Dia juga menyampaikan pesan khusus kepada Gubernur.
"Kami tahu Bapak sudah berbuat banyak untuk Jawa Tengah, namun mewakili teman-teman veteran kami titip agar Jateng tetap terjaga persatuan kesatuannya, guyub rukun warganya, dijiwai nilai-nilai Pancasila untuk menjadi bangsa yang tata tentrem kerta raharja," katanya.
Upacara peringatan Hari Kemerdekaan RI di lingkungan Pemerintah Provinsi Jawa Tengah berlangsung sederhana dengan peserta terbatas. Upacara hanya diikuti oleh sebagian aparatur sipil negara, perwakilan dari TNI-Polri, dan pelajar.
Saat menyampaikan amanat upacara, Gubernur mengutip nasihat Mbah Patmo Darsono, seorang warga berusia 70 tahun yang tetap bersemangat dan selalu bersyukur di Dusun Girpasang, Kabupaten Klaten.
Dia mengutip nasihat Mbah Patmo yang disampaikan dalam bahasa Jawa, "Urip kui senajan abot tetep kudu dilakoni.

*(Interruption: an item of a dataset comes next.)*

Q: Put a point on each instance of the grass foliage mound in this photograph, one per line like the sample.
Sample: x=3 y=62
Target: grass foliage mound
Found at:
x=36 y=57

Aja sambat lan aja ngeluh, aja mandhek sanajan dengkul wis ndredheg" (Hidup itu meskipun berat tetap harus dijalani. Jangan mengeluh, jangan berhenti meskipun lutut sudah bergetar).
"Spirit dari Mbah Patmo untuk jangan mengeluh itu yang harus terus ada di dada kita. Menengok sanubari dan menakar kadar cinta kepada negeri. Tidak dari seberapa penting posisi atau tenarnya nama kita," kata Ganjar.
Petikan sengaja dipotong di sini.